The fruit plants used for container gardens are mostly dwarf trained forms of nectarines, grapes, apples, citrus fruit, peaches, pears, plums, and cherries. All these plants can be grown in tubs and pots whose diameter and depth should be around 18-24 inches (45-60 cm). Soil-based potting fertilizer would be ideal, along with proper drainage at the container’s bottom.
Tips for Fruits Container Gardens
Proper feeding and watering are essential for all plants. Besides this, fruits will also need shelter and adequate sunlight. It is necessary to thin out big trees to eliminate the excess from the plant so that it will grow suitably in the wooden tub. It will help if you know that fruit trees require frequent pruning depending on the fruit type and the conditions in which it is raised.
Tips for Selecting Fruits
The fruits grown in the container garden are prepared as dwarf bush trees or dwarf pyramids. As the space is insufficient, they grow in stunting rootstocks to keep their capacity small. For pears and apples, you need to develop varieties to make certain that the flowers’ cross-pollination occurs. Otherwise, the fruit production would be the lowest. You can use ‘ pear tree or family’ apple for extremely confined space.

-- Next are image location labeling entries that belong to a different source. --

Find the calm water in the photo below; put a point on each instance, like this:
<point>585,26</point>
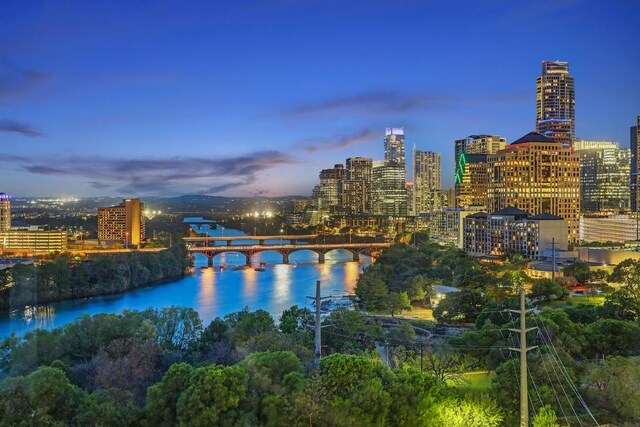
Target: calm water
<point>211,292</point>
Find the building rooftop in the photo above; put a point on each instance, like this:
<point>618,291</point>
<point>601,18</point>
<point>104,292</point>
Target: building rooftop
<point>511,211</point>
<point>546,215</point>
<point>532,137</point>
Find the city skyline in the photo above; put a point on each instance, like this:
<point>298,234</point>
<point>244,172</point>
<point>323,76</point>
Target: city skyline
<point>93,103</point>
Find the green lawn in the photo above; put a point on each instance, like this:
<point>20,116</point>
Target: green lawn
<point>475,382</point>
<point>577,299</point>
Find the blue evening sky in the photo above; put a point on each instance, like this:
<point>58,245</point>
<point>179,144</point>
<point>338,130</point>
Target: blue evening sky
<point>255,97</point>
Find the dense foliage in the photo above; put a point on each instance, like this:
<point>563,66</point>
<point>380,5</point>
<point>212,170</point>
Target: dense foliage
<point>64,277</point>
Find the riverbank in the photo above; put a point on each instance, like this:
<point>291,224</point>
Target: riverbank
<point>65,278</point>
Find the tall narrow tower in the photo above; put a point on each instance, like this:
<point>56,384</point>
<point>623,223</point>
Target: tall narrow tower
<point>5,212</point>
<point>555,102</point>
<point>634,140</point>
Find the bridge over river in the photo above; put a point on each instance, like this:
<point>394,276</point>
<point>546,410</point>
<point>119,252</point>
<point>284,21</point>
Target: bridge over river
<point>207,247</point>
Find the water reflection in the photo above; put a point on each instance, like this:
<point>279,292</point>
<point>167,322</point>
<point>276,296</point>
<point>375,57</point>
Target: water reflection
<point>213,293</point>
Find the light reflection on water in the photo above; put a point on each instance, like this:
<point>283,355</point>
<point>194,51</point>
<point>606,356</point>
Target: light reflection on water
<point>211,292</point>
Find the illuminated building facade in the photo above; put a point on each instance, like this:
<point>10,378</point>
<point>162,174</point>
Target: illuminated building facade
<point>5,212</point>
<point>394,148</point>
<point>426,181</point>
<point>123,223</point>
<point>33,241</point>
<point>604,177</point>
<point>472,179</point>
<point>537,175</point>
<point>356,188</point>
<point>512,230</point>
<point>555,102</point>
<point>389,192</point>
<point>634,144</point>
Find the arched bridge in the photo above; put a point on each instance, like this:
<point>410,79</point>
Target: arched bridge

If you are interested in planting pears, two varieties should be grown to ensure they cross-pollinate. The well-known types are ‘Williams’ ‘Bon Chretien’ with ‘Conference’ and ‘Doyenne du Cornice’ with ‘Beurre Hardy.’
Apples are grown in the same way as pears. Apples on minimizing rootstock M27 or M9 should be raised as dwarf pyramid or dwarf bush trees. Ensure that the cross-pollination takes place. The best varieties you can grow together are ‘Discovery,’ ‘Egremont Russet,’ ‘ ‘Cox’s Orange Pippin,’ ‘Greensleeves,’ and ‘Ashmead’s Kernel.’
Buy a self-fertile species like ‘Victoria’ on dwarfing rootstock ‘Pixy’ grow as dwarf pyramid or dwarf bush.
The good news about cherries is that they don’t need to cross-pollinate. Buy a self-fertile variety like ‘Stella’ on the dwarfing rootstock ‘Colt’ and grow as dwarf pyramid or dwarf bush.
Nectarines and Peaches
These are raised as dwarf bush trees and what you need to do is pollinate the flowers by hand that appears early in the year. You need to dab each flower’s center with a soft artist’s brush to transport the pollen from one flower to another.
Fruits like the Seville orange, C. Aurantium, citrus Sinensis, and sweet orange should be grown as a dwarf bush tree or dwarf pyramid. As these plants are tender, they need to be strictly kept under a greenhouse to check frostbites.
Grape Vine is very open to training. The grapevine height would be about 6 inches (1.8 m), and it is grown as standard in a container, i.e., a single permanent stem with new growth being presented at the top.
These are a beautiful feature of any patio. The most modern deck usually have these mounted in exclusive Tower Pots, whereas in strawberry barrels in bungalow patio. The former is a tall cylinder with settling pockets on the sides, and the latter is a standard timber barrel with 2 inches (5 cm ) diameter holes bored in the sides, 8 inches (20 cm) apart.